CHRIS WINDOWS (1919-1987)
CHRISTOPHER Windows was born in Southampton and grew up in Wimbledon.
He joined the Gaumont British film studios in 1935 at Lime Grove as an apprentice and later joined Gainsborough Studios.
He served in the Second World War in the Army Film and Photographic Unit spending most of it in North Africa.
He served first as a sergeant, then as an officer.
Some of the footage he shot there was seen in the documentary Desert Victory.

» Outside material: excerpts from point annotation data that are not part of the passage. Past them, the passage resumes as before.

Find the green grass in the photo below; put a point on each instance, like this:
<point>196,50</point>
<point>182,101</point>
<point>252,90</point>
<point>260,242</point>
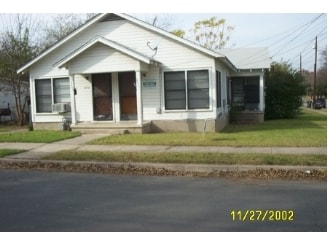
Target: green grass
<point>190,158</point>
<point>37,136</point>
<point>309,129</point>
<point>5,152</point>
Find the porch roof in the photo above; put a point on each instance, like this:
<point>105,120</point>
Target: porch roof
<point>99,39</point>
<point>248,58</point>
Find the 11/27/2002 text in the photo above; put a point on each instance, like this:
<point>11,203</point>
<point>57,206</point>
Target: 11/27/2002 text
<point>262,215</point>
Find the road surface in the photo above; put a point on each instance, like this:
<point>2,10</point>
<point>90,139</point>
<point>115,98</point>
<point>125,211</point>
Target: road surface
<point>35,201</point>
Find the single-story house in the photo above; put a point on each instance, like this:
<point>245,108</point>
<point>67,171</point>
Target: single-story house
<point>116,71</point>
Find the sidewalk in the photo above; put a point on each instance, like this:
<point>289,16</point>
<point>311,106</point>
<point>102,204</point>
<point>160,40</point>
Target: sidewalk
<point>36,151</point>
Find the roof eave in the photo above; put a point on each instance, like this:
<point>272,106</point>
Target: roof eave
<point>100,39</point>
<point>60,42</point>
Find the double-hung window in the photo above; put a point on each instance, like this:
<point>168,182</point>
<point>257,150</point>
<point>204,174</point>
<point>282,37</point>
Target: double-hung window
<point>186,90</point>
<point>49,91</point>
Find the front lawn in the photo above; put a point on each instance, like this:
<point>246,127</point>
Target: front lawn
<point>191,158</point>
<point>37,136</point>
<point>5,152</point>
<point>309,129</point>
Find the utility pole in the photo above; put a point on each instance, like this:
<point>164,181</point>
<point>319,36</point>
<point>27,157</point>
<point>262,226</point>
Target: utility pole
<point>301,64</point>
<point>315,71</point>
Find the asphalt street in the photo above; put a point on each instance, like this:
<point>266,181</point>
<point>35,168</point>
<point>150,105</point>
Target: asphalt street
<point>36,201</point>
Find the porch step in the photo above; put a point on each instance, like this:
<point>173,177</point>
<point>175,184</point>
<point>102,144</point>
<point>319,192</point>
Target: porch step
<point>111,128</point>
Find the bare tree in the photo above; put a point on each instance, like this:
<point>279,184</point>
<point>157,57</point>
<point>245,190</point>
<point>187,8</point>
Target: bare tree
<point>16,49</point>
<point>212,33</point>
<point>61,25</point>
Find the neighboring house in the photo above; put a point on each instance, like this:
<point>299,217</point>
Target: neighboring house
<point>118,71</point>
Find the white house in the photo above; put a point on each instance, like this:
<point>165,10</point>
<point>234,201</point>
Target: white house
<point>118,71</point>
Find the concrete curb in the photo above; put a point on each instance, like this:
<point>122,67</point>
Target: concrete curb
<point>203,168</point>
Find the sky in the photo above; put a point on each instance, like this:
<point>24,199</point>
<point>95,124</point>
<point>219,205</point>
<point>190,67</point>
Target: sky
<point>289,31</point>
<point>287,35</point>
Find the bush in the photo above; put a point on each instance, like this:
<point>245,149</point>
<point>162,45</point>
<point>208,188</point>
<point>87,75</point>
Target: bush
<point>283,91</point>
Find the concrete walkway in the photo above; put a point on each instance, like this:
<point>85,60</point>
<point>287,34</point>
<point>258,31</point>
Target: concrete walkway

He filmed many famous people including King George of the Hellenes, Roosevelt, Churchill, Montgomery, Alexander and Chiang Kai Chek but not Hitler and Chamberlain.
Afterwards he joined Denis Kendall at the Grantham Guardian newspaper, launched in 1946, on London Road.

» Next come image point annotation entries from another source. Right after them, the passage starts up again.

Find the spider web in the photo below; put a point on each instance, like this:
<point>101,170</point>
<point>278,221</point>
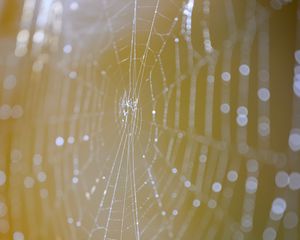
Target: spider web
<point>149,126</point>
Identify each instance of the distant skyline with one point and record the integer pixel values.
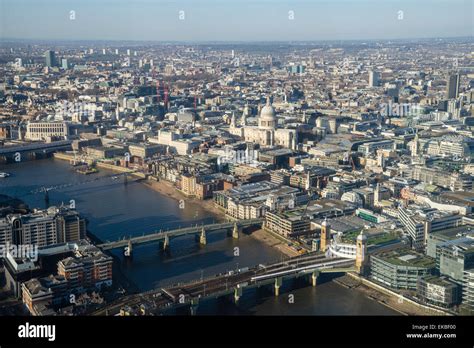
(235, 20)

When that closed he set up as a freelance photographer with studios at 74 High Street, moving to Vine Street in 1950 and finally to Castlegate in 1979 where he continued his profession as a photographer and film maker.

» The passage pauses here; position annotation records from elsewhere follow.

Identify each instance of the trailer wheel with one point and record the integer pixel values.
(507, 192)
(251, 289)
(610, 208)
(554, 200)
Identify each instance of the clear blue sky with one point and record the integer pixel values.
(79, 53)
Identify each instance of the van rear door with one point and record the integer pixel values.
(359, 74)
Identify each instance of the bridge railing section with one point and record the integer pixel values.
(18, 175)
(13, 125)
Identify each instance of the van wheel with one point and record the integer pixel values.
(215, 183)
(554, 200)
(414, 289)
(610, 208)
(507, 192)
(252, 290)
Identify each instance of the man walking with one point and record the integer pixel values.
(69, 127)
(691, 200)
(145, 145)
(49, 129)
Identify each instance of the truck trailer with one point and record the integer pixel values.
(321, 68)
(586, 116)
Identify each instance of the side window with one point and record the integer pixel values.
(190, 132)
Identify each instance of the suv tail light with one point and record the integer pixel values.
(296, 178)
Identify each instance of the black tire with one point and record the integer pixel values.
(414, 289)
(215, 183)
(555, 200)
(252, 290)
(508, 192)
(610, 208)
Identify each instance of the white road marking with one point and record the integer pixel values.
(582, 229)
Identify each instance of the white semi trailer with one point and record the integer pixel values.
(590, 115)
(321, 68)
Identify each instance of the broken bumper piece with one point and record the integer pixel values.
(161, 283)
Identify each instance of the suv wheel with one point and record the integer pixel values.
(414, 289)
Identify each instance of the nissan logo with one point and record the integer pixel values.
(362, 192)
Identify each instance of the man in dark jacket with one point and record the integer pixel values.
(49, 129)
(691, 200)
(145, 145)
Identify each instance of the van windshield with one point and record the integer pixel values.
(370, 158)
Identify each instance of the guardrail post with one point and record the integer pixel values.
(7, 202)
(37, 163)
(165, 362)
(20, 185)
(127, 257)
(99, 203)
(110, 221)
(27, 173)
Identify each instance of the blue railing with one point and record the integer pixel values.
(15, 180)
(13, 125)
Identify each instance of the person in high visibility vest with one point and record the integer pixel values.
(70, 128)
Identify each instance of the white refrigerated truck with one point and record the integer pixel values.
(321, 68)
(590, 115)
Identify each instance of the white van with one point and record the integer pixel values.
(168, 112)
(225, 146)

In 1948 he covered the visit of King George V, the Queen and Princess Margaret at Cranwell and in 1963 the visit of the Queen Mother to mark the town’s quincentenary celebrations.
Some of the DVD Grantham Looks Back is his work and many of the old photos in the “Bygone Grantham” series are from the 1/4 million negatives he accumulated in his 50 years of work.
His wife, Rita Windows, was a lecturer at Grantham College.
He was found dead in his car near his home in Rectory Lane, Barrowby.